The etiology of infections largely depends on the type of immunodeficiency: encapsulated microorganisms, Pneumocystis jirovecii, and enteroviruses are characteristic of antibody deficiency. Chronic granulomatous disease may manifest with Burkholderia cepacia infections, and disseminated nontuberculous mycobacterial infections may occur as a consequence of interferon-gamma/IL-12 deficiencies.
Immunological tests (immunogram, immunoglobulins and their subclasses, vaccine response, complement tests, HIV test), chest CT scan, bronchoscopy, and bronchoalveolar lavage tests are often sufficient for diagnosing immunodeficiency.
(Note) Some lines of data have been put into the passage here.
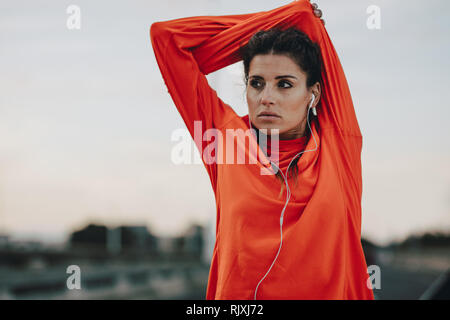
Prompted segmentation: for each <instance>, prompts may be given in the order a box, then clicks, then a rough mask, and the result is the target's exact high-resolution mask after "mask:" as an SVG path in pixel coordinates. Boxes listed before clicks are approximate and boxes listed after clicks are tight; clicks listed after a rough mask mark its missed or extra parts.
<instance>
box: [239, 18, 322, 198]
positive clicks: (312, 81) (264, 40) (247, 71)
mask: <svg viewBox="0 0 450 320" xmlns="http://www.w3.org/2000/svg"><path fill="white" fill-rule="evenodd" d="M239 54H240V57H241V58H242V61H243V63H244V83H245V86H246V87H247V84H248V73H249V69H250V62H251V61H252V59H253V58H254V57H255V56H256V55H258V54H281V55H286V56H288V57H289V58H291V59H292V60H293V61H294V62H295V63H296V64H297V65H298V66H299V67H300V69H301V70H302V71H303V72H305V73H306V75H307V77H306V86H307V87H308V88H310V87H311V86H313V85H314V84H315V83H316V82H319V83H320V84H322V57H321V54H320V46H319V45H318V44H317V43H315V42H313V41H312V40H311V39H310V38H309V37H308V35H307V34H305V33H304V32H302V31H301V30H299V29H297V28H295V27H289V28H287V29H285V30H282V29H280V28H277V27H275V28H271V29H269V30H260V31H258V32H256V33H255V34H254V35H253V36H252V37H251V38H250V40H249V41H248V43H247V44H246V45H244V46H240V48H239ZM322 87H323V86H322ZM309 120H310V123H312V122H313V121H315V122H316V127H317V128H319V121H318V119H317V117H316V116H315V115H314V114H313V113H312V111H311V110H310V111H309ZM256 132H257V134H259V133H258V130H256ZM305 136H306V137H307V141H309V138H310V136H311V132H310V130H309V127H308V125H306V128H305ZM301 155H302V154H301ZM301 155H299V156H298V157H296V158H295V159H294V161H292V164H291V167H290V168H291V169H293V172H292V171H291V172H292V174H291V175H289V172H288V173H287V176H288V177H291V176H294V177H295V184H297V173H298V167H297V162H298V161H299V160H300V157H301ZM276 175H277V177H278V178H279V179H280V180H281V181H282V182H283V183H282V189H281V190H280V195H281V193H282V191H283V187H284V179H283V176H282V175H281V173H280V172H279V171H278V172H277V174H276Z"/></svg>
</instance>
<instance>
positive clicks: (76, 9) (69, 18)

If the diagnosis remains unclear, lung biopsy is recommended.
Summary
• Early socialization of a child and attendance at daycare increase the risk of frequent respiratory illnesses.
• A well-collected medical history and adequate examination are the key to managing frequently ill children.
• It is important to rule out the most common causes of recurrent respiratory infections: common viral infections, allergies (bronchial asthma and allergic rhinitis), and GERD.
• It should not be forgotten that frequent illnesses are often related to upper respiratory tract pathology and chronic infectious foci in the nasopharynx. Therefore, a child with frequent illnesses should be evaluated by an ENT specialist.
• Attention should be paid to the child’s physical development, environmental factors, and concomitant pathology.
• If a chronic respiratory disease is suspected, the child should be referred to an experienced pediatric pulmonologist-allergist.
• Many rare chronic respiratory diseases can be diagnosed relatively easily; the most important thing is to suspect them.
• Immunodeficiency is not a common cause of recurrent respiratory infections, so the importance of immune system tests and immunostimulants should not be overestimated.